En juillet dernier, un mois après les élections européennes, Ursula von der Leyen était reconduite à la tête de l’exécutif européen malgré une avancée historique de l’extrême droite dans les rangs des eurodéputés. Dans son discours programmatique, elle expliquait clairement qu’elle ne toucherait pas au Pacte vert européen et réaffirmait un engagement climatique fort pour les cinq prochaines années. Une réponse cinglante à la droite et à l’extrême droite, dont les campagnes électorales, surfant sur la colère des agriculteurs, avaient fait des réglementations climatiques et environnementales la cause de tous les maux européens. Le Pacte vert était sauvé.
Ouf, on pouvait souffler. L’Europe deviendrait probablement le premier continent doté d’une économie décarbonée en 2050, et aurait déjà en 2030 baissé ses émissions de gaz à effet de serre de 55 % par rapport à 1990 grâce à un “ensemble de lois historiques”, comme le rappelle The Guardian. Elle serait un modèle de croissance verte prouvant qu’il est possible de concilier performances économiques, sociales et environnementales.
Qu’en est-il sept mois plus tard ? Le vent a tourné. Exit la croissance verte, vive le “sursaut compétitif”.
Le 26 février, la Commission européenne a proposé une loi omnibus qui allège les mesures sociales et environnementales du Pacte vert. Deux textes en particulier ont été expurgés. L’un exigeant des entreprises européennes qu’elles garantissent les droits humains et environnementaux tout au long de la chaîne de production, y compris pour les sous-traitants.
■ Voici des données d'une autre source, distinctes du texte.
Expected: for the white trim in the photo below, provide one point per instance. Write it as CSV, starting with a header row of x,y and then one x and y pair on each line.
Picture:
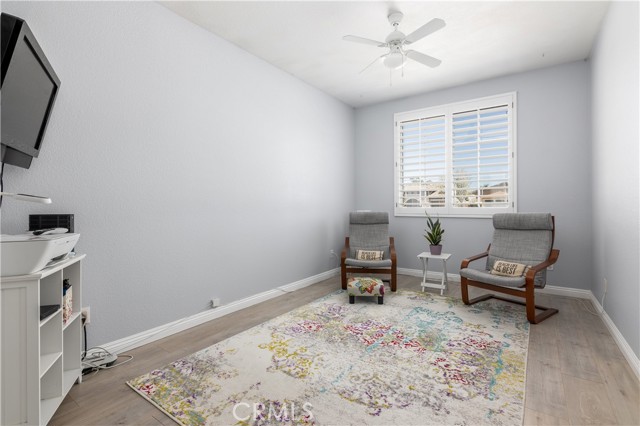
x,y
160,332
174,327
447,112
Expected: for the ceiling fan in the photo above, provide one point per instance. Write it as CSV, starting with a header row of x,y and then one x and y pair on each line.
x,y
396,42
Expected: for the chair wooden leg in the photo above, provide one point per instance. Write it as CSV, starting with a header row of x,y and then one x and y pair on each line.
x,y
394,279
464,290
344,277
528,303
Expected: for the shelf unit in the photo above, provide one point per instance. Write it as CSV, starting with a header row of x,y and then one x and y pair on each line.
x,y
41,359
L’autre obligeant à la rédaction d’un rapport de transparence sur la durabilité. Autrement dit, les entreprises européennes sont largement soulagées de leurs devoirs environnementaux.
Dans un éditorial du journal belge Le Soir, Michel De Muelenaere file la métaphore marine pour se désoler du spectacle : “Pareil à un trois-mâts qui, s’extrayant à peine de tempêtes, voit poindre le prochain typhon, le Green Deal européen fait peine à voir.” Et son “amiral”, Ursula von der Leyen, “qui, en 2019, promettait monts et merveilles lors du baptême de son esquif, est désormais muette”. De quoi a priori satisfaire les conservateurs, à l’instar de l’hebdomadaire polonais Wprost, qui en janvier, qualifiait le Pacte vert d’“extravagance écologique” aux “ambitions excessives de réduction des émissions de certains secteurs clés de l’économie”.
En fait, personne n’est pleinement ravi de cette évolution, constate Le Temps. “Le patronat et les milieux bancaires européens regrettent que le projet n’aille pas plus loin. Les ONG et milieux pro-environnement y voient un retour en arrière qui empêchera les flux financiers d’être dirigés vers la transition écologique.”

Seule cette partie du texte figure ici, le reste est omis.